Ma seconde question concerne davantage le fond de la conférence. A la conférence de Pékin, douze problèmes avaient été identifiés, des engagements chiffrés avaient été pris - ce qui est assez rare pour ce type de conférence - avec des calendriers précis. Un bilan des suites données à cette conférence a-t-il été effectué ?

Mme Françoise Gaspard : En ce qui concerne la participation des État et des ONG à la conférence de "Pékin+5", il s'agit d'un des points - avec celui sur la déclaration politique - sur lesquels il y a eu un accord.

Chaque État doit déterminer le niveau de sa participation avant le 20 avril. Un tirage au sort aura lieu pour la prise de parole, chaque État disposant de sept minutes ; il se fera en fonction du titre de la personne qui conduit la représentation nationale : premiers ministres, ministres puis secrétaires d'état. D'après le tour de table auquel nous avons procédé au sein de l'Union européenne, ce seront les ministres chargés des droits des femmes ou de l'égalité, donc, pour la France, Mme Nicole Péry, qui assureront la représentation pour chaque pays de l'Union Européenne.

En ce qui concerne les ONG, leur participation avait posé un problème l'année dernière, l'Algérie et Cuba refusant qu'elle soit ouverte à de nouvelles ONG créées depuis Pékin. Or, ces ONG ont été créées parce que de nouveaux problèmes sont apparus depuis cette dernière conférence, notamment en matière d'information, de nouveaux médias ou de nouvelles technologies. Ainsi, une ONG a été créée pour la ratification du protocole additionnel à la convention CEDAW, une autre pour la négociation en cours sur la Cour pénale internationale.

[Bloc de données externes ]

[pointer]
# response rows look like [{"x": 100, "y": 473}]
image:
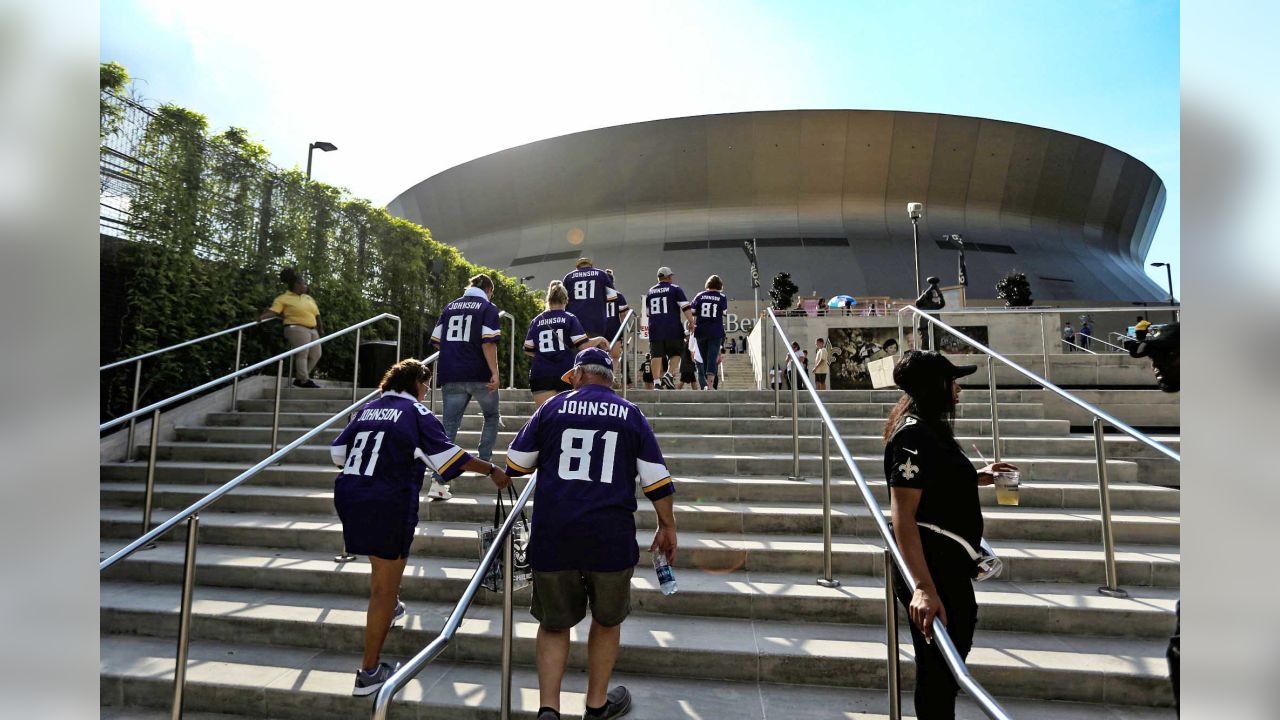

La négociation a été rouverte sur cette question à l'initiative de l'Union européenne, et nous avons obtenu que de nouvelles ONG puissent demander leur accréditation jusqu'au 20 avril, délai extrêmement court cependant pour monter un dossier.

Il faut bien comprendre que l'un des handicaps auquel se heurte la représentation des ONG à "Pékin+5", c'est que cette conférence se déroule à New-York, dans un espace réduit, et qu'elle coûte cher. Nous constatons chaque année, à la réunion de la Commission, qu'il est extrêmement difficile de travailler compte tenu des espaces réduits dont disposent les ONG, voire les État. Deux représentants seulement des ONG accréditées seront admis à participer à la conférence. Cela ne veut pas dire que la participation ne pourra pas se faire dans la rue comme à Seattle.

Mme Yvette Roudy : Y aura-t-il une conférence intergouvernementale et un forum des ONG, comme à Pékin ?

Mme Françoise Gaspard : Il ne s'agit pas d'une conférence internationale, mais d'une conférence d'étape, cinq ans après Pékin. Un forum est prévu le samedi et le dimanche précédant l'ouverture de la session. Il y a donc une volonté de limiter la participation.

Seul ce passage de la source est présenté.